Cartography has come a long way. We saw this in action when crisis hit during Tropical Storm Irene in Vermont and a central location for information was key.
Within hours of the crisis, the VTIrene Crowdmap was born, allowing those in need to post their location and the damage sustained. First responders were then able to access that information and deploy teams to assist those in need. As Tropical Storm Irene went into restoration mode, the crowdmap continued to be a place where people could share information about shelters, volunteering, fundraisers and more. Teams were also able to gather flood data and monitor Twitter activity during the storm.
It’s important to note that crowdsourced maps are not to be used as THE source for all data, but can be moderated as a dispatch center to accelerate action and disseminate essential information. Brands can own such information sources to provide an invaluable service to their customers: sharing important, in some cases life-saving, content in crisis and the every day.
Crowdmap allows users to share and upload information in multiple ways: via web, social media, mobile (smartphone and SMS) and even text-enabled voicemail. All touch points are key to give everyone access. You can test drive your own crowdmap by clicking here.
Crowdmapping owes its existence to the innovative Ushahidi Platform (“ushahidi” means “witness” in Swahili), which was developed to provide communications about post-election violence in Kenya in 2008. The platform kept Kenyans current on vital information and provided invaluable assistance to those providing relief. Since then it has grown into a large open-source project impacting a number of communities around the world. Check out one example of how Ushahidi can be deployed.

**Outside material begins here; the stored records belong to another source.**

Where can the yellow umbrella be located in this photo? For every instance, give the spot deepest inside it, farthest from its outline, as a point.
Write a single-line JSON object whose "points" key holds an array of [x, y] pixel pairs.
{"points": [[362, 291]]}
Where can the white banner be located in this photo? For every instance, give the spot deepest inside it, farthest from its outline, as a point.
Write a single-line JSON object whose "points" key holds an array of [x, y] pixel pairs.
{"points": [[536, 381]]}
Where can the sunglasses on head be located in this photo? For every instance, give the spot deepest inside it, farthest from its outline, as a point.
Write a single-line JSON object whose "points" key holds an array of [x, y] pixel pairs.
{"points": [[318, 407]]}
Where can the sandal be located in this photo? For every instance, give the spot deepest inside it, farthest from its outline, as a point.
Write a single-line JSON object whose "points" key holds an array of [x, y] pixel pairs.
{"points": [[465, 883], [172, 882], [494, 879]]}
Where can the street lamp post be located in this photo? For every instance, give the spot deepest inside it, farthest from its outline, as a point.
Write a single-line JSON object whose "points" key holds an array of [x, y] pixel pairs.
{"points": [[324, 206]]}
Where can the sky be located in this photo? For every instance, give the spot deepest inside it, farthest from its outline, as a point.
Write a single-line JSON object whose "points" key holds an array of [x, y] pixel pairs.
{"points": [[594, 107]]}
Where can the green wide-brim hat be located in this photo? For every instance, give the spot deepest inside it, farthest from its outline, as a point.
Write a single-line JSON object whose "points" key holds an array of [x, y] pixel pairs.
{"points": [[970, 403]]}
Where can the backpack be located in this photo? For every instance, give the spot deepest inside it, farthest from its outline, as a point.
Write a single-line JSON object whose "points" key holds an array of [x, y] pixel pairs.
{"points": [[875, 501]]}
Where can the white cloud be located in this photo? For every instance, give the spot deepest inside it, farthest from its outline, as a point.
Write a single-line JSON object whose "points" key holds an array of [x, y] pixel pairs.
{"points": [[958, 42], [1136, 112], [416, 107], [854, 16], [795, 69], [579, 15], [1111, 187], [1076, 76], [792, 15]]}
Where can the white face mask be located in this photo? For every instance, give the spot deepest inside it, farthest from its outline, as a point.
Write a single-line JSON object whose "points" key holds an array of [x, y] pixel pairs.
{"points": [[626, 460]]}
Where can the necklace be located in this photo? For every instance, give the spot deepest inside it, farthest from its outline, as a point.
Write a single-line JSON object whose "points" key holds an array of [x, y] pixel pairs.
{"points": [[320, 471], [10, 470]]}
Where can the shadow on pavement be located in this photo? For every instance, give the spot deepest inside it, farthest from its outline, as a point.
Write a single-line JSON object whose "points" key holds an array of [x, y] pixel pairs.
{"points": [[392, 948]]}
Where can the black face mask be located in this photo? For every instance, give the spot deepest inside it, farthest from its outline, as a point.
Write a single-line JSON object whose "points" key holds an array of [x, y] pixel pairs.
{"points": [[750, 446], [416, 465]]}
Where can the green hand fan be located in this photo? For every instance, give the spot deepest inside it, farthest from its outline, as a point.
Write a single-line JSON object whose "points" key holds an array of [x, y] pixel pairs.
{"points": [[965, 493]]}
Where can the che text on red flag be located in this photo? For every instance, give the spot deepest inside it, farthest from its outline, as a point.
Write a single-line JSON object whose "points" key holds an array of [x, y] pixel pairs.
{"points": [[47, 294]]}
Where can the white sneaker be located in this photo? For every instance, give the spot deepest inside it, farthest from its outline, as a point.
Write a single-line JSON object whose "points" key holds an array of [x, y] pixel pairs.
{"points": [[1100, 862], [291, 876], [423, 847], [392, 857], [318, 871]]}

Imagine seeing the sentiment about your brand in conversations on Twitter during a crisis? You could mine the data and use it to propel your communications and analyze customer response to your crisis response. Knowledge = proactive power.
The best part of all of this technology – it’s free and open-source. We see obvious applications for our utility clients. What do you think and how do you see crowdmapping being used by brands? And who doesn’t love a map?